• Calling it an “unavoidable Budget”, George Osborne says Budget details will
not be buried in the book.
• Everyone will have to contribute to the recovery, but everyone will also
share in the eventual prosperity.
• Estimated growth in the UK economy should hit 1.2% this year, 2.3% next
year, 2.8% in 2012, 2.9% in 2013 and 2.7% in both 2014 and 2015.
• CPI rates will be 2.7% at the end of the year before returning to target
“in the medium term”, which remains at 2%.
• The UK’s borrowing will fall to 1.1% of GDP within five years.
• Public sector net debt to fall to 67% of GDP by 2015/2016, compared to
increases proposed by the previous government.
• Unemployment to peak at 8.1% this year before falling back to 6.15 by 2015.
• Most of the deficit reduction will come from spending cuts. 77% of the
reduction will come from savings, while 23% will come from tax rises.
• George Osborne says the structural deficit will be plugged by 2015/16 and
is set to be cleared one year early.
• The Civil list will be subject to the same audit by the National Audit
Office and will be frozen at £7.9m annually.
• An extra £17bn in savings in public services has been found, equivalent to
a 25% across the board cut. Final details will be in the spending review
released on 20 October.
• Public sector pay will be frozen for two years, but the 1.7m people earning
up to £21,000 will receive a pay rise of £250 a year.

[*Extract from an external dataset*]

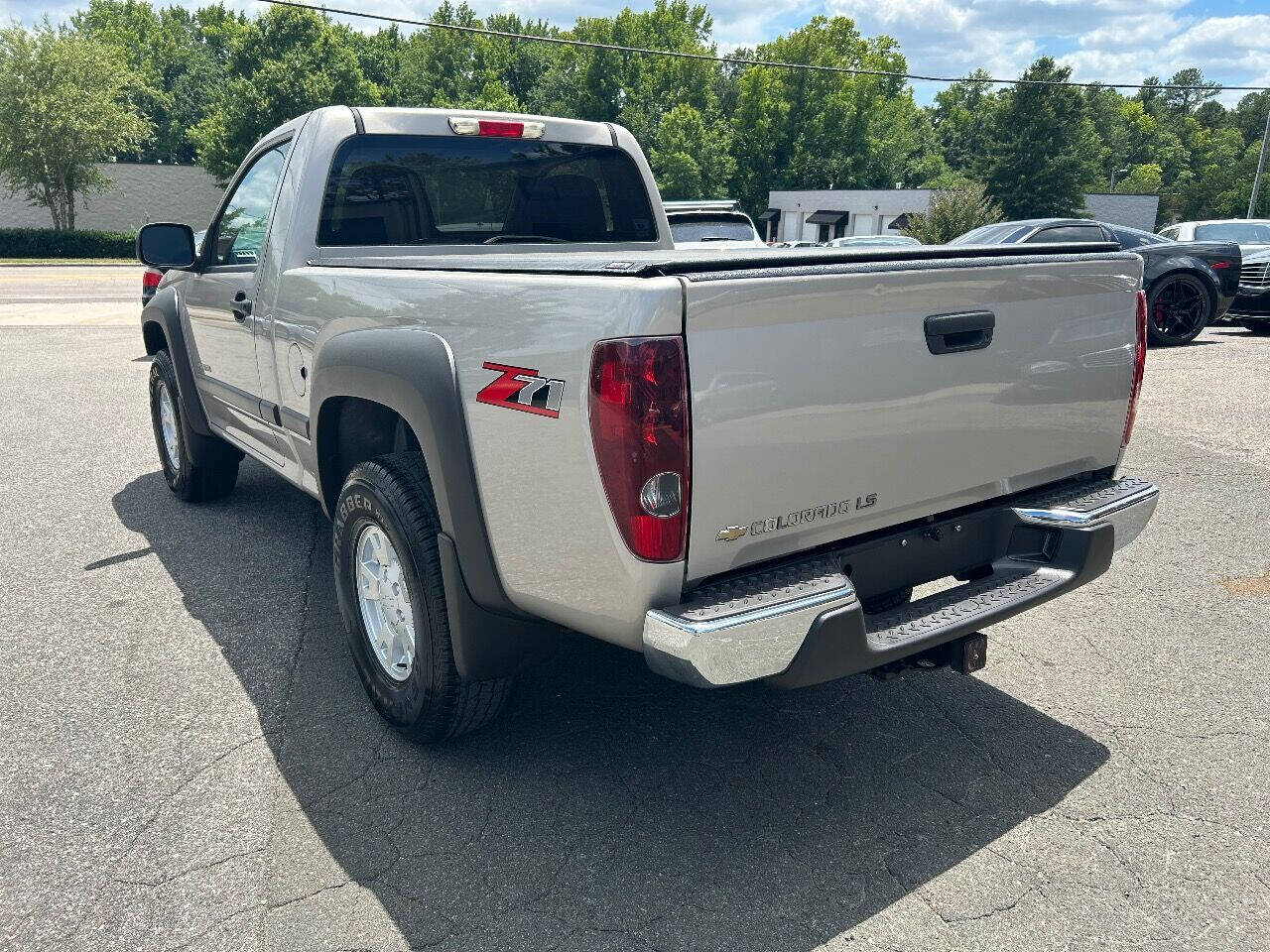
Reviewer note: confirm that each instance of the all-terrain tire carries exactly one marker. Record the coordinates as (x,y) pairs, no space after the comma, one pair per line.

• The small companies rate will be cut to 20%.
• Housing Benefit to be reduced by £1.8bn by the end of Parliament.
• Corporation tax will fall to 24% by 2014, dropping 1% a year.
• Tax relief for the video games industry has been repealed.
• Plans to increase broadband access across the country will be funded by the
private sector and not through a broadband levy
• The threshold for employers National Insurance Contributions will be
• Employers outside of London and the South East will be exempt from National
Insurance Contributions for the first £5,000 up to ten employees.
• About £2bn will be raised via a new banking levy charged to large banks.
• The standard rate of VAT will rise to 20% from 17.5% on 4 January 2011,
bringing in £13bn a year of extra revenue.
• The increase in cider duty will be reversed at the end of the month
• Duties on alcohol, tobacco and petrol will remain the same.
• There will be a review of oil prices in time for the next Budget aimed at
stabilising pump prices. A further announcement on aviation tax by the next
Budget is also expected to change a tax structure which charges each passenger
to a per flight tax.
• Personal tax allowance to rise to £7,475 in April, making 23 million
taxpayers an extra £170 a year better off and taking nearly a million people out
of income tax.
• Capital Gains Tax stays at 18% for standard rate taxpayers but from
midnight, those paying the higher rate will see CGT rise to 28%
• The chancellor has announced that while the CGT rate for entrepreneurs’
relief will remain at 10%, the limit is to increase from £2m to £5m.
• Capital allowances are cut to mitigate more a generous corporation tax
• Allowances for plant and machinery operations are reduced from 20%-18% and
from 10%-8% for longer lived assets.
• Pensions will be re-linked to earnings, the state pension will increase in
line with the consumer price index or 2.5% whichever is greater.